Читать бесплатно книгу «Крэнфорд» Элизабет Гаскелл полностью онлайн — MyBook

IV. Визит старому холостяку

Через несколько дней явилось послание от мистера Голбрука, просившего нас, беспристрастно просившего нас обеих церемонным, старинным слогом, провести день в его доме, длинный июньский день; тогда был июнь. Он упоминал, что пригласил также свою кузину мисс Поль, так что мы могли приехать все вместе в наемной карете, которая могла оставаться в его доме.
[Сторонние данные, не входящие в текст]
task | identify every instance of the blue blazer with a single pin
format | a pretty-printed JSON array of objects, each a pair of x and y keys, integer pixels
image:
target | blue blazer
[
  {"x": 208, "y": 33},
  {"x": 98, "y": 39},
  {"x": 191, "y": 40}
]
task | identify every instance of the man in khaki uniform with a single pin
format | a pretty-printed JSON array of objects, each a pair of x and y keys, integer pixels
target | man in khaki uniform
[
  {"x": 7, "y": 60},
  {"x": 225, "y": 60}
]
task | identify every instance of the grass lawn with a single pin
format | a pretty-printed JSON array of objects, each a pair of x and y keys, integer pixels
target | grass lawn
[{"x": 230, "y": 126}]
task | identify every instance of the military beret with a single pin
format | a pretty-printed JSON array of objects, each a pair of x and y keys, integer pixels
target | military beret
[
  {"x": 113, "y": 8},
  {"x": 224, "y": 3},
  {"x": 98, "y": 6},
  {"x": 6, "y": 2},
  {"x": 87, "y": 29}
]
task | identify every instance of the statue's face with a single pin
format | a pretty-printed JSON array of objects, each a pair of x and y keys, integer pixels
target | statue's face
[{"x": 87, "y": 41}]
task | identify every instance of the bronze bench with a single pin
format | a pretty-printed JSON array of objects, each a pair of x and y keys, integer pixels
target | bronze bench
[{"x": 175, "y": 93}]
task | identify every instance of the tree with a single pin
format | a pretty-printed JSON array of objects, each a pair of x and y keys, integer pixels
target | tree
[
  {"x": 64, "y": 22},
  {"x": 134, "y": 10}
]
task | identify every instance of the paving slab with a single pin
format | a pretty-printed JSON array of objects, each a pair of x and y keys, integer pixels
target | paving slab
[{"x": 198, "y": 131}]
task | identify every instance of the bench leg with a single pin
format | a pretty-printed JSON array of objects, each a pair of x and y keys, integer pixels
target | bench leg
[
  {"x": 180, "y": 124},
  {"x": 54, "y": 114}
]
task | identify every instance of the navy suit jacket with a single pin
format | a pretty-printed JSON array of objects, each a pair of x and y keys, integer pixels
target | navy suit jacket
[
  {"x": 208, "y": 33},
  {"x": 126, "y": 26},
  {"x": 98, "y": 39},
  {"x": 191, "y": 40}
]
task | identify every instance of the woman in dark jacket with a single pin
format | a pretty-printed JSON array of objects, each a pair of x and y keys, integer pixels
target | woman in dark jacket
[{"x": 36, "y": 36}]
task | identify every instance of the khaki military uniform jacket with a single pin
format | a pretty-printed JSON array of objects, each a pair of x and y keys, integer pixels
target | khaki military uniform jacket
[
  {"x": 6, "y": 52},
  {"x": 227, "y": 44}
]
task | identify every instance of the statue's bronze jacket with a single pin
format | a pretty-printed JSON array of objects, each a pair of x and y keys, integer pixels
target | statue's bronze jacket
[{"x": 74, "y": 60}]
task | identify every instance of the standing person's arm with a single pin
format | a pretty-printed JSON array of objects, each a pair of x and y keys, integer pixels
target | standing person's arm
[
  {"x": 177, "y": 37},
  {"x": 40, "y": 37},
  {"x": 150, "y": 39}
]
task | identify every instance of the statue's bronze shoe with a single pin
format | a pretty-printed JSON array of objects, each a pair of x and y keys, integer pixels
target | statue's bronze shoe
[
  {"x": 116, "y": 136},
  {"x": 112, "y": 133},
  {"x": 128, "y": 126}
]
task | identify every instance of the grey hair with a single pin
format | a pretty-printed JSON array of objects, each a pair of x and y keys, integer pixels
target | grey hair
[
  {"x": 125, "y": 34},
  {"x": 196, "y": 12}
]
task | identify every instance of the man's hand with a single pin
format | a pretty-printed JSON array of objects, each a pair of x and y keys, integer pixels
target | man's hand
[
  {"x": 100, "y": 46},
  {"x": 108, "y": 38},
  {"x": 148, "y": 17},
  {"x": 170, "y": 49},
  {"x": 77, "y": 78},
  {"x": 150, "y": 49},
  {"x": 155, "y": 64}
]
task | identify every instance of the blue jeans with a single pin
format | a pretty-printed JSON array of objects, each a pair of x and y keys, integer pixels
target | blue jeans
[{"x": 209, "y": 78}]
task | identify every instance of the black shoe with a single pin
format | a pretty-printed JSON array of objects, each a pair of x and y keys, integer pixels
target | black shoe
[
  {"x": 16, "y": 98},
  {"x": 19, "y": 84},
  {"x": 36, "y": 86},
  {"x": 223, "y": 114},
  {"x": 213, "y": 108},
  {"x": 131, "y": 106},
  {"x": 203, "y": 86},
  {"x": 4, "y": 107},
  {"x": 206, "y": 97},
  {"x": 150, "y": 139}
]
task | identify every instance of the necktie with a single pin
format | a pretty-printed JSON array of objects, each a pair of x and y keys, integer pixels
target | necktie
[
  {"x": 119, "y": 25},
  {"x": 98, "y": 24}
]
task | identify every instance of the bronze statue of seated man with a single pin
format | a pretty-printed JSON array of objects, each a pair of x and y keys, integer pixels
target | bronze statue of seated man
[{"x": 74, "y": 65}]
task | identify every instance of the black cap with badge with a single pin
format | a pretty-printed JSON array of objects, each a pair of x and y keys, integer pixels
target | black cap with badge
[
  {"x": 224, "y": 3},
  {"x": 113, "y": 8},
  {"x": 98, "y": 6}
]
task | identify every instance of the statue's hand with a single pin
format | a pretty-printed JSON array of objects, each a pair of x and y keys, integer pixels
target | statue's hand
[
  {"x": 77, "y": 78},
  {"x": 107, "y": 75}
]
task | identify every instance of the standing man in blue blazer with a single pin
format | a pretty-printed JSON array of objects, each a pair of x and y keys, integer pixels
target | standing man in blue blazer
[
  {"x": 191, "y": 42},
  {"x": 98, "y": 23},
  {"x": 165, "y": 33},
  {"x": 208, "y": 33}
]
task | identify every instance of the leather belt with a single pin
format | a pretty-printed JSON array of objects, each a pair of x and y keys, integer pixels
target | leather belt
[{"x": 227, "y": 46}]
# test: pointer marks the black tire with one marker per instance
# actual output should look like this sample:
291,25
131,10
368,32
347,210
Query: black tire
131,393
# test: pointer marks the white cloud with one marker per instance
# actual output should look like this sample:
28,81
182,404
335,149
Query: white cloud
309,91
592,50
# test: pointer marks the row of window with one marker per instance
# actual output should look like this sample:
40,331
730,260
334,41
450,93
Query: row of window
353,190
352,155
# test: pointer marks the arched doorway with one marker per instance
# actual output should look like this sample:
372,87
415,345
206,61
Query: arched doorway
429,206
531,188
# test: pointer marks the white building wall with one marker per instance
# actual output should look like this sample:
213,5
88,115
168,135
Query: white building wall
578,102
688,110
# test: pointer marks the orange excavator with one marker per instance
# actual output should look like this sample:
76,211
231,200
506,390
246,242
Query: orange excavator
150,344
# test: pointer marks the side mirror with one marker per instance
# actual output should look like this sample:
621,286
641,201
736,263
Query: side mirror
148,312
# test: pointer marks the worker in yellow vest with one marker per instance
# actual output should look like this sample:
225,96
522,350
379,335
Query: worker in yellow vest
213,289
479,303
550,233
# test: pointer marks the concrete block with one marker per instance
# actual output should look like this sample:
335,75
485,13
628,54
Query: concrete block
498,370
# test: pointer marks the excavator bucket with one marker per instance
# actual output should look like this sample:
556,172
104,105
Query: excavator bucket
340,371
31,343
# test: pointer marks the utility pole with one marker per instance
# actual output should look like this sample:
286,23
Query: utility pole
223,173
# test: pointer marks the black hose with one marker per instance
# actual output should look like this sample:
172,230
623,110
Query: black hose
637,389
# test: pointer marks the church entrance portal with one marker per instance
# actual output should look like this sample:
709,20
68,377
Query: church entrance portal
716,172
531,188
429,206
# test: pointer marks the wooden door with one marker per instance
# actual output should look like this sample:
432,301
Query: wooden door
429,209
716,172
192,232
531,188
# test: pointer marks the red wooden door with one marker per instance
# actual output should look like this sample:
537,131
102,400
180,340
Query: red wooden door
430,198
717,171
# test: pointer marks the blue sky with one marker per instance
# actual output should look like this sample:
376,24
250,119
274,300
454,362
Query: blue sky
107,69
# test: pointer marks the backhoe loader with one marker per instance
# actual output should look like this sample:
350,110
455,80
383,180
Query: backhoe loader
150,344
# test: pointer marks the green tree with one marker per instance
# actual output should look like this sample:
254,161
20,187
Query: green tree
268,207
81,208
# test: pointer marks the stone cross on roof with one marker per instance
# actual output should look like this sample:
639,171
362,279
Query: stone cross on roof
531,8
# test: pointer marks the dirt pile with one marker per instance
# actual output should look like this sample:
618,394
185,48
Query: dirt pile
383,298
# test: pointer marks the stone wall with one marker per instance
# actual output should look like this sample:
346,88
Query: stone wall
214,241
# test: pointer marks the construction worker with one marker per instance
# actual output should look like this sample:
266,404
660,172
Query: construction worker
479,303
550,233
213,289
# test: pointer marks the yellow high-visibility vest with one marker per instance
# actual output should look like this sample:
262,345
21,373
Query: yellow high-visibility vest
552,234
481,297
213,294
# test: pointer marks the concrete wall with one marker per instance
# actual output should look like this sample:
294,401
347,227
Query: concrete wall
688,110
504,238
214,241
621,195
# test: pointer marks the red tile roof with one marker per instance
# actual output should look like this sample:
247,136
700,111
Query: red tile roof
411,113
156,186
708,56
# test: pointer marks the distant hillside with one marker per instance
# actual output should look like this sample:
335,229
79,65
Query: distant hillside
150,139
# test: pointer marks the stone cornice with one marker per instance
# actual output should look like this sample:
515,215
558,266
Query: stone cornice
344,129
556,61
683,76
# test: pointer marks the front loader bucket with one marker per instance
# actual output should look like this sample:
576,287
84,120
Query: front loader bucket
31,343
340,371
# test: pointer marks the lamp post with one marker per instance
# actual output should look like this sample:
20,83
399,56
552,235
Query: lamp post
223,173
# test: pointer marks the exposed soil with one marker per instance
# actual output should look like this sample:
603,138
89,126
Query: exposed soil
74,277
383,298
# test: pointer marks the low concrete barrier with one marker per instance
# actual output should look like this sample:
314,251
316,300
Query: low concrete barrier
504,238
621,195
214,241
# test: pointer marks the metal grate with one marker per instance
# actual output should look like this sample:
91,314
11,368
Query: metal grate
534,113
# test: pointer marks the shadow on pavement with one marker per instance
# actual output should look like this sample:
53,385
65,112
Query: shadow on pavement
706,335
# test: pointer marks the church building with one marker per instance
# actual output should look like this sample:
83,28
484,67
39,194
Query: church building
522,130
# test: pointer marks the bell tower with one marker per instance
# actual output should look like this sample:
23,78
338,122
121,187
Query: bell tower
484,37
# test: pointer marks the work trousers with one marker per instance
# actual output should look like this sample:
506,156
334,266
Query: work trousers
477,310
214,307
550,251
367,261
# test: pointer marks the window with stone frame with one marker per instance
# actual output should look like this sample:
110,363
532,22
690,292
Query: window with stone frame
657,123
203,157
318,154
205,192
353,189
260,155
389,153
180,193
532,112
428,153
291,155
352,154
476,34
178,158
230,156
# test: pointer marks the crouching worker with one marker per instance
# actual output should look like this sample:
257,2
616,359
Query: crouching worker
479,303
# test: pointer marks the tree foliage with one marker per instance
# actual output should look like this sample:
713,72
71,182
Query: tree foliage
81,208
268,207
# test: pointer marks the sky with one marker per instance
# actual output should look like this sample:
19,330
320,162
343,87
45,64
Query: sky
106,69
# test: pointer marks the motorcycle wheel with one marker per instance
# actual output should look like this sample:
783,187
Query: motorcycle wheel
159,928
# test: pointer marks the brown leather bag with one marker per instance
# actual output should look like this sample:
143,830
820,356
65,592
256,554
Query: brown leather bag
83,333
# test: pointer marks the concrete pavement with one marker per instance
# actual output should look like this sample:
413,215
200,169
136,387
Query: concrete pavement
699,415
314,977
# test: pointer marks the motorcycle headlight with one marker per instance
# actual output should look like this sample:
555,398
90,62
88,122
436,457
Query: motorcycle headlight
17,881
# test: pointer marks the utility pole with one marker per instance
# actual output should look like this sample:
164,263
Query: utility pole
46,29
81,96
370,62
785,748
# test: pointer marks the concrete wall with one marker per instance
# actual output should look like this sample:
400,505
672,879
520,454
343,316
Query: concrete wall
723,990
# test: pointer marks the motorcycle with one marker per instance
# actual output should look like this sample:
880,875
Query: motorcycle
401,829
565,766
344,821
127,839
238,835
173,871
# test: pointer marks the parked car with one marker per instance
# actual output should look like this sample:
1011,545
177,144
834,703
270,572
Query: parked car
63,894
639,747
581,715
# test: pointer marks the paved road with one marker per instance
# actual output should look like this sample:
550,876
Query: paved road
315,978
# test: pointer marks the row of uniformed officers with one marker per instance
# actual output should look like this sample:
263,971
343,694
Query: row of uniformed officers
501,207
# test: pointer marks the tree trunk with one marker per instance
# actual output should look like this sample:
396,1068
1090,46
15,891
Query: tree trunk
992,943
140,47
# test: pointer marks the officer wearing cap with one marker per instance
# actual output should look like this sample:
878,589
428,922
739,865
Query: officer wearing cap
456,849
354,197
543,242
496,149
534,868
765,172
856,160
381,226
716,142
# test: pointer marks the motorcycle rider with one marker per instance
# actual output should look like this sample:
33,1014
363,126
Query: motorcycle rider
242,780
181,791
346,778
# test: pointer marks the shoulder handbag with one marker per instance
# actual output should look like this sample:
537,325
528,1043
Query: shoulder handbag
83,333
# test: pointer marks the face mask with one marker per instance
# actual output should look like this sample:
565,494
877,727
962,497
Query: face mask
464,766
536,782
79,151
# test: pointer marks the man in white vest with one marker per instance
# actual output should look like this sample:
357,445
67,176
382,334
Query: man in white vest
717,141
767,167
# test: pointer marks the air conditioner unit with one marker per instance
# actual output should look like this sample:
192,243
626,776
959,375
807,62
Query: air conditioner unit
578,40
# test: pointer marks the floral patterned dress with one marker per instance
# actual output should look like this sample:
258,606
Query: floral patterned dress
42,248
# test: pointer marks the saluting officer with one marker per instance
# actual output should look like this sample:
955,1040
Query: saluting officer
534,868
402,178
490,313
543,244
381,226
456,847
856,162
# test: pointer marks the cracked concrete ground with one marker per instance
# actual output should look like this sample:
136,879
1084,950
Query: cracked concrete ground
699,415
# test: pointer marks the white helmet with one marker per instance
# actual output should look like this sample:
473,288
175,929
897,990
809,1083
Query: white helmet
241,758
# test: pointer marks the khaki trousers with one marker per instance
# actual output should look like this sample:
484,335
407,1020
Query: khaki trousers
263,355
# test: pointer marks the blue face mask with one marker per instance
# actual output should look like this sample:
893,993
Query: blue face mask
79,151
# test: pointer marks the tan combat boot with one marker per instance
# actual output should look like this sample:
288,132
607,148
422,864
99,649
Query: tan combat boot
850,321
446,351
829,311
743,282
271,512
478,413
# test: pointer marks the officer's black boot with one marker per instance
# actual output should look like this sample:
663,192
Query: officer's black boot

Я надеялась, что мисс Мэтти обрадуется этому приглашению – не тут-то было! Какого труда стоило нам с мисс Поль уговорить ее ехать. Она считала это неприличным и даже выразила некоторую досаду, что мы совершенно не понимали, как неприлично ей ехать с двумя другими дамами к её бывшему жениху. Явилось еще более серьёзное затруднение. Ей пришло в голову, что Деборе это не понравилось бы. Это отняло у нас целые полдня на уговаривание; но, воспользовавшись первой уступчивой фразой, я написала и отправила согласие от её имени, назначив день и час, чтоб все было решено и с рук долой.

На следующее утро она просила меня пойти с ней в лавку, и там, после многих колебаний, мы выбрали три чепчика, которые велено было отнести к нам домой, чтоб примерить и выбрать один для четверка.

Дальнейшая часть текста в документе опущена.